Transforming the blood glucose meter into a general healthcare meter for in vitro diagnostics in mobile health

Abstract

Recent advances in mobile network and smartphones have provided an enormous opportunity for transforming in vitro diagnostics (IVD) from central labs to home or other points of care (POC). A major challenge to achieving the goal is a long time and high costs associated with developing POC IVD devices in mobile Health (mHealth). Instead of developing a new POC device for every new IVD target, we and others are taking advantage of decades of research, development, engineering and continuous improvement of the blood glucose meter (BGM), including those already integrated with smartphones, and transforming the BGM into a general healthcare meter for POC IVDs of a wide range of biomarkers, therapeutic drugs and other analytical targets. In this review, we summarize methods to transduce and amplify selective binding of targets by antibodies, DNA/RNA aptamers, DNAzyme/ribozymes and protein enzymes into signals such as glucose or NADH that can be measured by commercially available BGM, making it possible to adapt many clinical assays performed in central labs, such as immunoassays, aptamer/DNAzyme assays, molecular diagnostic assays, and enzymatic activity assays onto BGM platform for quantification of non-glucose targets for a wide variety of IVDs in mHealth.

Introduction

Coinciding with the rise of the aging population, the prevalence of chronic diseases and the associated healthcare costs has skyrocketed, making it challenging to improve both the quality and the reach of healthcare to those in need. One promising solution is to shift healthcare from hospitals and centralized laboratories to small clinics in the communities and at home or the point of care (POC). To achieve the goals, enormous effort has been made in the past decade to develop technologies that allow rapid patient-provider communications and more convenient diagnostic tests to use by less trained staffs at a lower cost. These efforts have been empowered by today's computational power, fast and reliable networks, and rich software content, with particular impact on POC in vitro diagnostics and mobile health.

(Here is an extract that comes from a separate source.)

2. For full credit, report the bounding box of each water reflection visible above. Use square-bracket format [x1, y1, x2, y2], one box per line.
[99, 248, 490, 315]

Recent advances in mobile technologies have led to significant advances in personal health monitoring and healthcare delivery. For example, many wearable devices, such as wristbands and smartwatch, have been commercialized to monitor an individual's vital signs, such as blood pressure, heart rate, and body temperature, and behavior like medication adherence and physical movement (mHealth, 2012). In addition, without needing to be physically at the clinic, communications and consultation with healthcare providers as well as health education can be delivered to anyone with a smartphone or tablet. All the information can be transmitted and stored in the cloud for patients and their caregivers to access and monitor their health status. However, these technologies are mostly limited to delivering information about fitness and healthy state of the users using physical parameters and they miss a critical component of performing diagnostic or screening tests, i.e., using biomarkers inside a human body, which are known to be much more informative and accurate. Furthermore, many therapeutic drugs are known to have narrow therapeutic windows and careful monitoring of the drug levels in the patients regularly at home or other places of POC is critical to successful therapy.

To develop mHealth meters to detect and quantify biomarkers and therapeutic drugs inside a human body, such as those in the blood, urine or saliva, it requires much more advanced technology and thus research and development efforts and funding. Currently, the blood glucose meter (BGM) is the only widely used in vitro diagnostic (IVD) device that has been integrated with mHealth application, either as an attachment to a smartphone (iBGSTAR, 2011) or directly integrating cellular capability (Telcare, 2013). With the growing prevalence of diabetes worldwide, it is not surprising that the BGM is at the forefront of IVDs adapting to the mHealth trend. Decades of research and development, engineering, and marketing efforts have made glucose sensing technology more affordable, accurate, portable, easy to use and low cost to manufacture. In addition, BGM technologies are continuously under development to address needs of the growing population of people with diabetes (Hones et al., 2008). Therefore, instead of developing a brand new platform for IVD tests with mobile devices, leveraging the existing BGM platform to quantify other clinical relevant biomarkers can mitigate risk and lower the costs. Guided by this strategy, we and others have recently transformed unmodified commercially available BGM into a general healthcare meter for IVD in mHealth (Xiang and Lu, 2011, Xiang and Lu, 2012a, Xiang and Lu, 2012b, Su et al., 2012, Yan et al., 2013, Zhang et al., 2016). In this review, we summarize methods that have enabled the BGM for quantification of a wide range of targets, such as protein, small organic molecule, metal ion, nucleic acid molecules and enzyme activities.